Maybe we’ve been getting it wrong the whole time — maybe the best way of trying to get kids to ditch the junk food for fruit and veg, is to make fruit and veg look like junk food.
A new effort led by Bolthouse Farms*,* “a bunch of carrot farmers” behind the successful 2010 “extreme baby carrots” campaign that encouraged people to “eat ‘em like junk food” — which went so far as to sell the carrots in vending machines and repackage them in crinkly, chip-like snack bags — is aiming to do just that.

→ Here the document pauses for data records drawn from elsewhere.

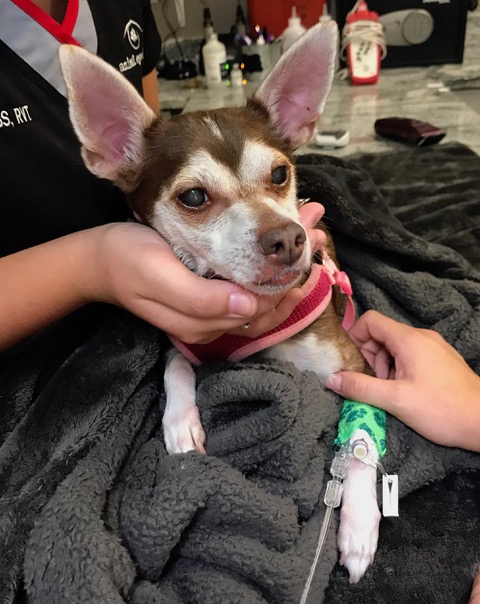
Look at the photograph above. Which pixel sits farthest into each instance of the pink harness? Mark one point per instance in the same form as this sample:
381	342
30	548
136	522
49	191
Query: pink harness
235	348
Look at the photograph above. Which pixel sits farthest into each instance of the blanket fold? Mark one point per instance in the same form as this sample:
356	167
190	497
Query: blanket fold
92	509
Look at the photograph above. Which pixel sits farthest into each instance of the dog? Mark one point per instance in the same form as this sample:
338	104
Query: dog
220	187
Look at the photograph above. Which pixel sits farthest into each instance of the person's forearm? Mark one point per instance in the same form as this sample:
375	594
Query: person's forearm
150	91
40	285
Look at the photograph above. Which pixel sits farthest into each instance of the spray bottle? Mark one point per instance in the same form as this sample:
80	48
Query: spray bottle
293	31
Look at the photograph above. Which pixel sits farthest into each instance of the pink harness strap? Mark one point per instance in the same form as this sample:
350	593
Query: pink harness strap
235	348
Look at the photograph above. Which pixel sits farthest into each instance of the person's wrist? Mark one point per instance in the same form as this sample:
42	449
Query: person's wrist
91	280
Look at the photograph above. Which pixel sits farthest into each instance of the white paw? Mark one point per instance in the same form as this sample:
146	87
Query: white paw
358	536
183	431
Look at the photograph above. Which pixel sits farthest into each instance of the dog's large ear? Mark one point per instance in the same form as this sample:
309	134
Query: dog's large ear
108	115
296	89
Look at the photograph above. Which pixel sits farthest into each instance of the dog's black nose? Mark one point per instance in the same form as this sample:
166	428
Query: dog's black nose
284	244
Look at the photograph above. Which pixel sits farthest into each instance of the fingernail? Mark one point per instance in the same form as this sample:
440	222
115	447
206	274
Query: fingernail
333	382
241	305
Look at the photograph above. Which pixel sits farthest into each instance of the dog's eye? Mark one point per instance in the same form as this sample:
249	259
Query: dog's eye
193	198
279	175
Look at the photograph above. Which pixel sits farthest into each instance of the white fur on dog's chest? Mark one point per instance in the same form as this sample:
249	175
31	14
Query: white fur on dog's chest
308	353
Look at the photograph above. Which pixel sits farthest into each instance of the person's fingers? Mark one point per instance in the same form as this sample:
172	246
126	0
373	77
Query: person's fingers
280	313
377	327
195	296
364	389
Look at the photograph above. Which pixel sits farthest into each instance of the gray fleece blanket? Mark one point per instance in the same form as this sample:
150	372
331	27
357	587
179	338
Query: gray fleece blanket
93	510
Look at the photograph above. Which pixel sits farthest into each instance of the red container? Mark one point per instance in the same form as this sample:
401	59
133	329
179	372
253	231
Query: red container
275	13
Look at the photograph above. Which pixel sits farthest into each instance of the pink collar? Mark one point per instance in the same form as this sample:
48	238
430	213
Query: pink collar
235	348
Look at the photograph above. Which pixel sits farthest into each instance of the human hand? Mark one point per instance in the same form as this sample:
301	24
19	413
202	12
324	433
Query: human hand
420	379
133	267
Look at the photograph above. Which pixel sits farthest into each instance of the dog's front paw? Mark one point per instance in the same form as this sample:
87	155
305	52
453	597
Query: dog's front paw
359	519
183	431
358	537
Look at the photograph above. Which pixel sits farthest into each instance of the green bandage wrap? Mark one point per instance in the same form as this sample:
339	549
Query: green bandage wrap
359	416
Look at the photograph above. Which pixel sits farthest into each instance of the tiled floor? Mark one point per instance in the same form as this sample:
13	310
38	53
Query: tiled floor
470	98
443	95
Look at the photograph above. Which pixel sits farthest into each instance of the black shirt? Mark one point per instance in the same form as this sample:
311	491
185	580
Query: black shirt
45	189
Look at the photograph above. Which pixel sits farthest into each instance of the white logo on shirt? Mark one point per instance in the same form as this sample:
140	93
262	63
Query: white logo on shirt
132	33
21	115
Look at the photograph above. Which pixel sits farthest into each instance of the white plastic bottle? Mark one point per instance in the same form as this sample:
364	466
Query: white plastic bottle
214	54
294	30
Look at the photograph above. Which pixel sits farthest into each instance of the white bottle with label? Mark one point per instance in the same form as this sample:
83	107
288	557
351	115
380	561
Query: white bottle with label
214	54
294	30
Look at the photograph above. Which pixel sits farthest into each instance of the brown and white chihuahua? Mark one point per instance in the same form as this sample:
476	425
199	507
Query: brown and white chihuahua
220	187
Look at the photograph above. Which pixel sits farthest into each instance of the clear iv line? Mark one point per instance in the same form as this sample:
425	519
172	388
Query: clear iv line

Like the “extreme baby carrots” campaign, the idea is to make fruit and vegetables more accessible and desirable to kids as a snack alternative to the junk food they might prefer to reach for. Bolthouse Farms has created a range of products with this in mind, including pureed fruit tubes that kids can suck and slurp, pure-fruit smoothies, and packs of baby carrots called “Veggie Snackers,” which come with pouches of brightly colored seasoning (including Carrot Meets Ranch" and "Carrot Meets Chili Lime") that, when shaken all over the carrots, give them a similar quality to snacks such as Doritos.
"They give you that crunch and flavor. You're going to lick your fingers, and get that same sensory [experience] you get with salty snacks," Bolthouse CEO Jeff Dunn recently told NPR’s The Salt.
Dunn, a former Coca-Cola executive, is hoping to replicate some of the techniques used by the successful snack and soda industries, by applying it to healthy snack products.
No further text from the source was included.